Romance O Barulho no Fim do Mundo

Cyro de Mattos

 

O romance O Barulho no Fim do Mundo pode ser lido pelo leitor crítico conhecedor de problemas estéticos e também pelo curioso que queira fruir de uma ficção produzida com as fantasias simuladoras dos destinos humanos, pulsando com suas vozes solitárias e conflitos que possibilitam voos numa paisagem surreal.

         É ficção não convencional, que inova por sua linguagem de ritmo delirante, na sua arquitetura inteligente ultrapassa o verismo da realidade exterior. Faz uma desmontagem do romance com bases no psicologismo ou dramas calcados nos episódios extraordinários, com sua cronologia linear do tempo movido pelos personagens.  Trata-se de prosa de ficção de autora ilusionista, que se mostra na fatura do texto ilógico com uma força arrebatadora, fazendo com que a arte da palavra subverta a ordem dos seres e coisas postos na existência para que sejam capturados no seu curso constante de movimentos diversos, ritmado num ilogismo de vozes, que não são nossas.   

        Como nos contos mágicos de O Cavalo Cantor, a inteligência cantante de Denise Emmer assume aqui a narrativa que produz seres e coisas em transformações, inventa personagens que moram em complexas situações, associadas ao sonho com suas  verdades que doem.  Vivem como portadores de solidões, imaginam-se nos extremos de suas realidades desesperadas e desesperadoras. Apresentam-se com mirabolantes fugas e transtornos perversos, irrompem com investidas instintivas como formas de agir sob opressão,  embora alguns emitam vislumbres da inocência como se fosse o enleio que se prova no aconchego e na distração. 

    Criação verbalizada no texto de planos discursivos surpreendentes, encontramos nesse romance de textura moderna a personalização de uma casa com duzentos anos, a abrigar gerações de infelizes, corruptos e ladrões. Embora de concreta edificação, tem pensamento e alma, visões com a piedade. Narra os acontecimentos vividos entre os personagens com suas solidões arrastadas entre voos e medos, tentativas de uma menina para fugir do barulho opressivo inventado pelo homem de apetência machista no fim do mundo, um mensageiro de inconcebível absurdo, irascível conduta através de desejos destrutivos, que têm como alvo um coração inocente sustentado por batimentos frágeis.       

     Há nessa ficção instigante o homem dominador.
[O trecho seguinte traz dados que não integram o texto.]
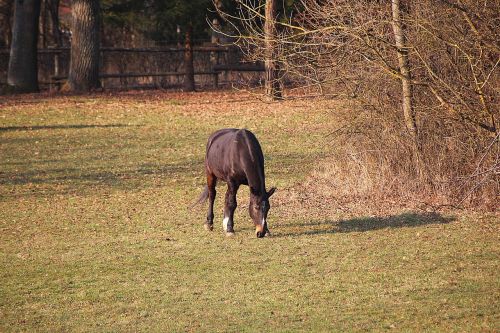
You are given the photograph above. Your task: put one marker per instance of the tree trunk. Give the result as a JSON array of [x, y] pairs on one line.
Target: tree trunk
[[272, 83], [84, 62], [22, 73], [407, 89], [188, 60], [6, 12]]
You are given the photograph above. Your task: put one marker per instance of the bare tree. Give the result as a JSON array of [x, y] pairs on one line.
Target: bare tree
[[448, 112], [6, 13], [272, 84], [188, 59], [84, 63], [23, 69], [406, 81]]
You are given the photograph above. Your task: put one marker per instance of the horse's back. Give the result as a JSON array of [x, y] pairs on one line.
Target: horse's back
[[231, 152]]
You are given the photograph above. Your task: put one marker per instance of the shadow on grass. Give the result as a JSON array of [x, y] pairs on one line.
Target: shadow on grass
[[48, 127], [363, 224]]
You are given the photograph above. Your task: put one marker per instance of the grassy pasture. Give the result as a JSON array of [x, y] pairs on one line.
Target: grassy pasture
[[95, 234]]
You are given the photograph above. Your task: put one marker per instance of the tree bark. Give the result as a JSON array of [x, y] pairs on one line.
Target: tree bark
[[188, 60], [272, 82], [22, 73], [6, 12], [84, 61], [407, 89]]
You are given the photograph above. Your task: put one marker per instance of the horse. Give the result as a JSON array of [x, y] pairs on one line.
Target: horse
[[235, 157]]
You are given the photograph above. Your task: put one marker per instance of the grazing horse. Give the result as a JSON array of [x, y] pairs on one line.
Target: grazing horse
[[235, 157]]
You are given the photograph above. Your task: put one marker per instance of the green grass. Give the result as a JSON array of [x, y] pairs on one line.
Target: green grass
[[95, 234]]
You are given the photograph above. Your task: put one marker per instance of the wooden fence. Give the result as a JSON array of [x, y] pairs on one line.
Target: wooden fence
[[141, 67]]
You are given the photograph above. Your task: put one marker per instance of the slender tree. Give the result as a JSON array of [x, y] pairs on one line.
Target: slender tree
[[272, 84], [84, 63], [188, 60], [6, 12], [22, 73], [407, 89]]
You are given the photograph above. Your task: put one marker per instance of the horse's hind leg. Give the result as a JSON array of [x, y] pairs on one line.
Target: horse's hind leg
[[229, 208], [211, 182]]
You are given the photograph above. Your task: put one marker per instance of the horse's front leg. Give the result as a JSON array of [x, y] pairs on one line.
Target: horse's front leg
[[211, 182], [229, 208]]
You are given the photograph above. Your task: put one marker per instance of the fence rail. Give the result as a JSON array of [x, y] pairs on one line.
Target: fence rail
[[150, 63]]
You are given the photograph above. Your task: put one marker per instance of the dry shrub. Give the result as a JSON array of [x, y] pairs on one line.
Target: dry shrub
[[347, 48], [372, 163]]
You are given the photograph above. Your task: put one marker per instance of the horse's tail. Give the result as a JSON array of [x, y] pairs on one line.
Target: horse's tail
[[203, 197]]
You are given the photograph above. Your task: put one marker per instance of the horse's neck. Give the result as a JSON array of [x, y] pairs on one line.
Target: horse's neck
[[257, 183]]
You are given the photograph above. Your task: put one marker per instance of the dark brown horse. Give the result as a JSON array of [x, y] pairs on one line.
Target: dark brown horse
[[235, 157]]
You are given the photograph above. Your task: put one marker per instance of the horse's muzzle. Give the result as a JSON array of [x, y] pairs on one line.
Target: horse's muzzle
[[260, 234]]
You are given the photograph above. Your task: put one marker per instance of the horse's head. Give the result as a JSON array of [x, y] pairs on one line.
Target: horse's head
[[259, 207]]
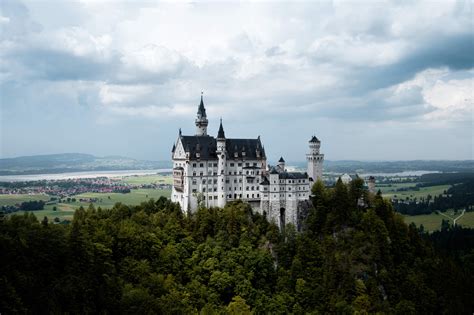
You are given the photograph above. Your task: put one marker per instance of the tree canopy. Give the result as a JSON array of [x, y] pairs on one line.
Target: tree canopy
[[354, 255]]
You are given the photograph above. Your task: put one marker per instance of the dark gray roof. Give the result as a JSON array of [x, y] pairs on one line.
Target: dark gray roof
[[292, 175], [201, 109], [207, 146]]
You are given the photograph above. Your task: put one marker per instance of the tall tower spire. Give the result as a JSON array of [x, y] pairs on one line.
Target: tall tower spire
[[315, 159], [221, 167], [220, 133], [201, 119]]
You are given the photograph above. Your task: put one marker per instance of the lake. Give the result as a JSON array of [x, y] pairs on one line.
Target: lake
[[74, 175]]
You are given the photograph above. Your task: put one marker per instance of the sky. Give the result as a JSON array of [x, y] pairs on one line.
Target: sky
[[373, 80]]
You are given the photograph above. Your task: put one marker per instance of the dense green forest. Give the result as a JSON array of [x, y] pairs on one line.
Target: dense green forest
[[348, 259]]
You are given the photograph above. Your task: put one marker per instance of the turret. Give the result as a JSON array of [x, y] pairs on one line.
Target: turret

A mulher avó, gasta pelo uso do parceiro. Amiudinha é coxa, rejeitada por ter nascido fêmea, serve assim para os trabalhos caseiros e sórdidos. O cão Lanterna, achado no céu, torna-se o guardião de Amiudinha contra o homem atroz. A Menina Céu entra em cena com suas inquietações ante a obsessiva fixação do homem ávido para corromper uma alma feita de ingenuidades. O tuberculoso, que respirava com a ajuda de um passarinho, deixa impregnado tudo de bactérias antes de partir para as terras do nunca. Gentes mirabolantes de um circo surge com suas fantasias e sons e cores e riquezas para comover nas terras longe.

         É uma casa de construção sólida, dotada de enleios embaraçantes, de um coração que pulsa em algum tesouro escondido. Personagens de conteúdo humano divergente do padrão normal ou na condição de coisas com alma transitam nesse romance formado de eventos com particularidades que nos colocam diante de situações curiosas, insólitas, com aterrissagens complexas da razão nos abismos. Pleno de invenções incomuns descortina uma paisagem solitária com visceral integração com o surreal.   

     É preciso ler com calma o texto desse romance com sentidos absurdos do viver nas zonas do imaginário, sem romantismo bobo nem realismo vulgar, que não instauram uma estrutura nova para transmitir a existência com beleza.

 

* Denise Emmer, O Barulho no Fim do Mundo, romance, Editora Bertrand Brasil, São Paulo, 2023.